Young Victor Lizarraga Shows Killer Instinct For Padres
Even at 6-foot-3 and 180 pounds, righthander Victor Lizarraga, with a mouth full of braces, looks as unassuming as it gets.
Until he steps on the mound.
“He’s got that makeup factor,” Low-A Lake Elsinore manage Eric Junge said. “He’s got that killer instinct. I think he’s a pitcher, not a thrower.
“He’s got size. He’s got strength. He’s got the baby face, so when you get around him he’s definitely an (18)-year-old kid. But he’s kind of like a 2-year-old puppy with huge paws and they’re rambunctious and they’re aggressive and that’s kind of how he is.
“On the mound, he becomes a different kind of animal and really gets after it.”
Which is why Junge tapped Lizarraga to start the Storm’s two road playoff games, the latter the decisive victory to capture Lake Elsinore’s first California League title since 2011.
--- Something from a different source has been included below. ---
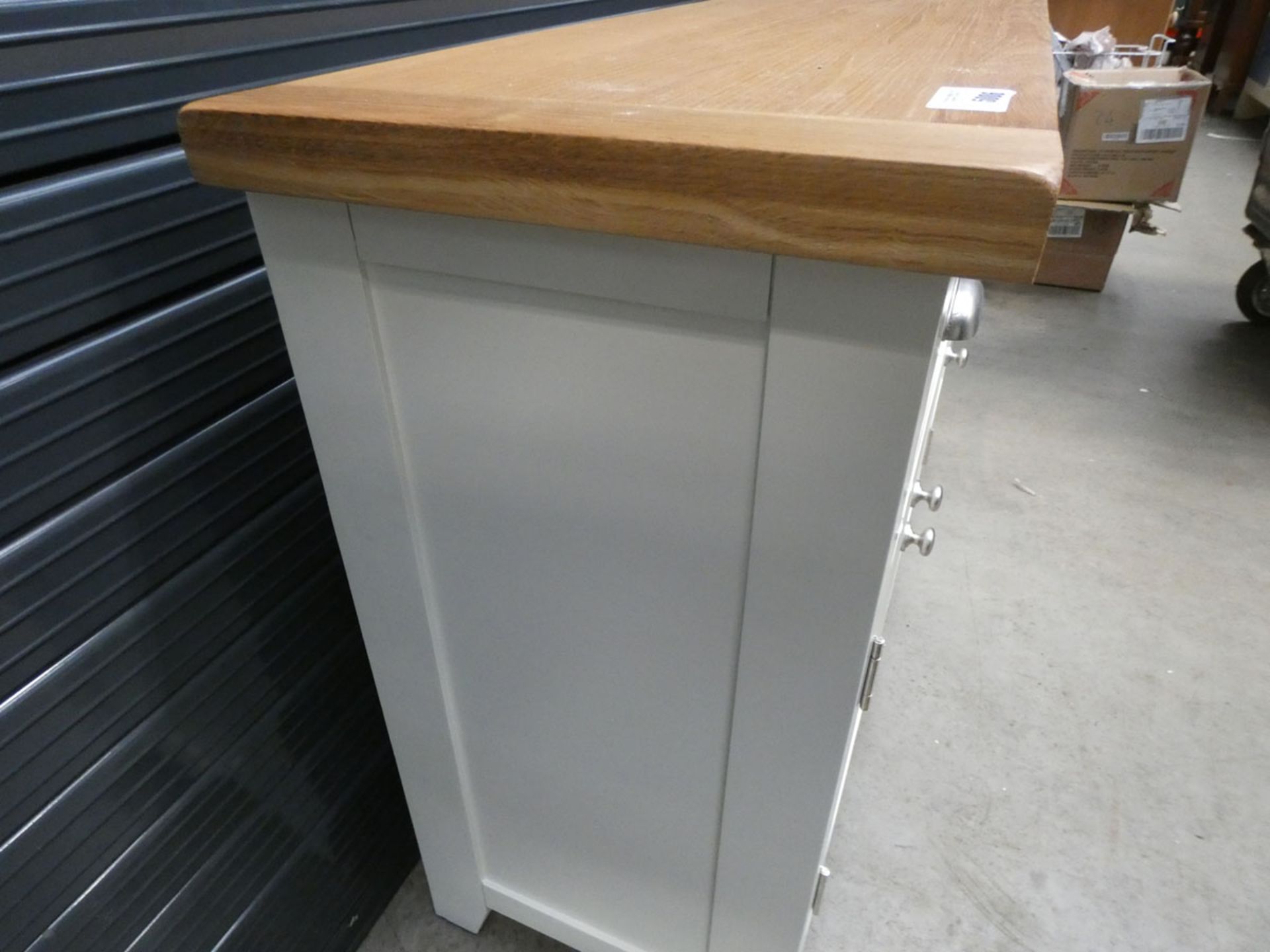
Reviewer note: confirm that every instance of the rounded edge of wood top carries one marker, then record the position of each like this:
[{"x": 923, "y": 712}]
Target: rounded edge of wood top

Lizarraga started the Storm’s clincher with six shutout innings before giving up a two-run homer with one out in the seventh inning of a 3-2 win.
All told, Lizarraga earned the win in both playoff starts, striking out 13 over 12 innings to go with a 3.00 ERA. During the regular season he posted a 3.43 ERA and had 95 strikeouts and a 1.28 WHIP in 94.1 innings in his first full year of professional ball.
Lizarraga pairs a 90-94 mph fastball with a future plus changeup with run and drop and a mid-to-high-70s curve that the organization has asked him to focus on while pocketing his slider.
The Padres signed Lizarraga for $1 million as Mexico’s top amateur pitcher in January 2021 and pushed him immediately to the Arizona Complex League, where he posted a 5.10 ERA in an 11-start stint interrupted by two deaths in his family.
Needless to say, jumping straight to the California League to start 2022 was an aggressive assignment, one that Lizarraga met head on.
“From what we’ve seen this year, he’s the real deal,” Junge said. “He’s made pitches when he’s needed to. He’s a bulldog.”
FATHER FIGURES
— Shortstop Jackson Merrill hit .647./.684/.882 with four doubles, seven RBIs and three steals in Low-A Lake Elsinore’s four playoff games, all victories. The 2021 first-rounder finished an injury-plagued first full year in pro ball with six homers, 11 steals and a .339/.395/.511 batting line in 55 games in his time with the Storm and in rehab games in Arizona.
— Outfielder Samuel Zavala broke his hamate bone in his first playoff game with Low-A Lake Elsinore. The 18-year-old Venezualan had hit .254/.355/.508 with seven homers in 33 games to close the regular season in the California League.